Open Cv Error: (-215) Scn == 3 || Scn == 4 in Function Cvtcolor

open cv error: (-215) scn == 3 || scn == 4 in function cvtColor

Give the full path of image with forward slash. It solved the error for me.

E.g.

import numpy as np
import cv2

img = cv2.imread('C:/Python34/images/2015-05-27-191152.jpg')
gray = cv2.cvtColor(img, cv2.COLOR_BGR2GRAY)

Also, if you give 0 in second parameter while loading image using cv2.imread than no need to convert image using cvtColor, it is already loaded as grayscale image eg.

import numpy as np
import cv2

gray = cv2.imread('C:/Python34/images/2015-05-27-191152.jpg',0)

OpenCV Error: Assertion failed (scn == 3 || scn == 4) in cvtColor

It is a good practice always that you load a resource, like read an image, check if the resource was actually loaded. In that case, you should to check:

img_bgr = cv2.imread('opencv-template-matching-python-tutorial.jpg')
if img_bgr is not None
img_gray = cv2.cvtColor(img_bgr, cv2.COLOR_BGR2GRAY)

Note: Since in OpenCV by default the color space model is BGR (not RGB) I just renamed your img_rgb variable to img_bgr.

OpenCV Assertion Failed error: (-215) scn == 3 || scn == 4 in function cv::cvtColor works ALTERNATE times

At least I do not find any major problem in your code, i.e. "should work". The problem seems to be in the camera driver. Cameras are different, and camera drivers are different (a.k.a. buggy).

Unfortunately, debugging the camera driver is not a very easy mission. The odd behaviour is most likely bound to the specific camera, operating system, OpenCV, and camera driver version. It is not very likely the driver can be fixed. Just try to keep everything up to date.

However, as your camera can capture every second image, there are things to do.

First, verify that the problem really is in the camera driver by replacing:

cam = create_capture(video_src, fallback='synth:bg=../cpp/lena.jpg:noise=0.05')

by

cam = create_capture('synth:bg=../cpp/lena.jpg:noise=0.05')

As is probably evident form the code, this forces the camera to be simulated. Function create_capture is only a wrapper around VideoCapture to provide this functionality. If your code runs fine with this, the problem is in the video driver.

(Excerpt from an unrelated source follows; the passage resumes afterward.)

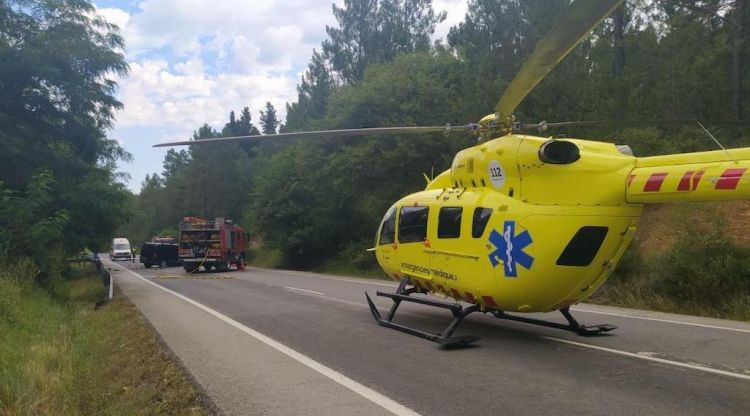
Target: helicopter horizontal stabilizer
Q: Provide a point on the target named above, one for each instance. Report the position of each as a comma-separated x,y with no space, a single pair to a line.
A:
702,176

After verifying that, you could try to run the following code:

import cv2

cam = cv2.VideoCapture(0)
cam.open(0)
results = [ cam.read()[0] for i in range(100) ]
print results

This should create a list of 100 Trues, and the process should take a few seconds, as the camera should capture 100 consecutive images.

In your code you do not seem to use the first value in the return tuple of cam.read (ret in your code). It is Trueif the image is really captured. Also, cam.read should block until there is an image available, no need to add any delays.

Most probably you will get a list [True, False, True, False, ...] because the video driver does something odd. There is no beautiful way to fix this, but there is an ugly one. Replace your capture line by:

# max. 10 retries
for i in range (10):
ret, img = cam.read()
if ret:
break
else:
# capture failed even after 10 tries
raise MyExceptiom("Video driver does not like me.")

Of course, the driver may be so broken that you have to release and reopen it once in a while. Even uglier but doable, as well.

Summary: "Most probably it cannot be cured, it does not kill you, and there are medicines to alleviate the symptoms."